Por Manuel Vicent |
Conocí por primera vez la nieve el 15 de enero de 1946, a
los 10 años. El día de Reyes en el cine del pueblo habían echado la película
Argel y aun estaban Charles Boyer y Hedy Lamarr mirándose a los ojos en los
cartones expuestos en la fachada del bar Nacional cuando sobre ellos empezaron
a caer los primeros copos.
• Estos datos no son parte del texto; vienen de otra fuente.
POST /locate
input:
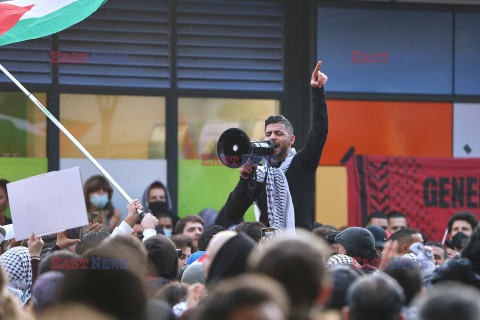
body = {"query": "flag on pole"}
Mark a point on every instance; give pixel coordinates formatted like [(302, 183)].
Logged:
[(29, 19)]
Camino de la escuela, mientras sonaba en mi bolsa la caja de
lápices Alpino, vi que la nieve caía también sobre el tiovivo y los barracones
de tiro que estaban montando los feriantes para la fiesta de San Sebastián.
A media tarde la nieve ya había cubierto los tejados, los
campos de hortalizas, los naranjos y los nidos de los pájaros que yo me sabía.
Durante toda la noche continuó nevando dentro de un silencio blanco y
suspendido. Por la mañana no se oían ladridos de perros ni relinchos de
caballos, no piaban los gorriones ateridos y tampoco zureaban los palomos.
Sobre ese silencio de algodón el sol radiante iluminó el
metro de nieve que cubría todo lo que podías ver desde la montaña hasta el mar.
La nevada heló los naranjos y añadió más hambre y desolación a la que había
traído la guerra.
Esta nieve tan bonita nos hará más pobres que las ratas-
decía mi padre. La naturaleza no cambia, ni aprende ni olvida. Este año ha
caído una nieve como la de 1946, pero entre las dos nevadas la vida ha
reventado. La nieve pura de mi niñez cubría la miseria, el miedo y la
represión.
Esta nevada de 2018 ha producido atascos de coches de gente
feliz que venía de esquiar el fin de semana. Entonces en el pueblo se decía que
la Virgen se estaba apareciendo a una niña. Hoy SpaceX acaba de lanzar al
espacio el cohete Falcon Heavy para colocar un coche eléctrico Tesla en la
órbita del sol más allá de Marte. Pero la naturaleza no aprende. Sigue nevando
siempre igual sobre la miseria y la locura humana.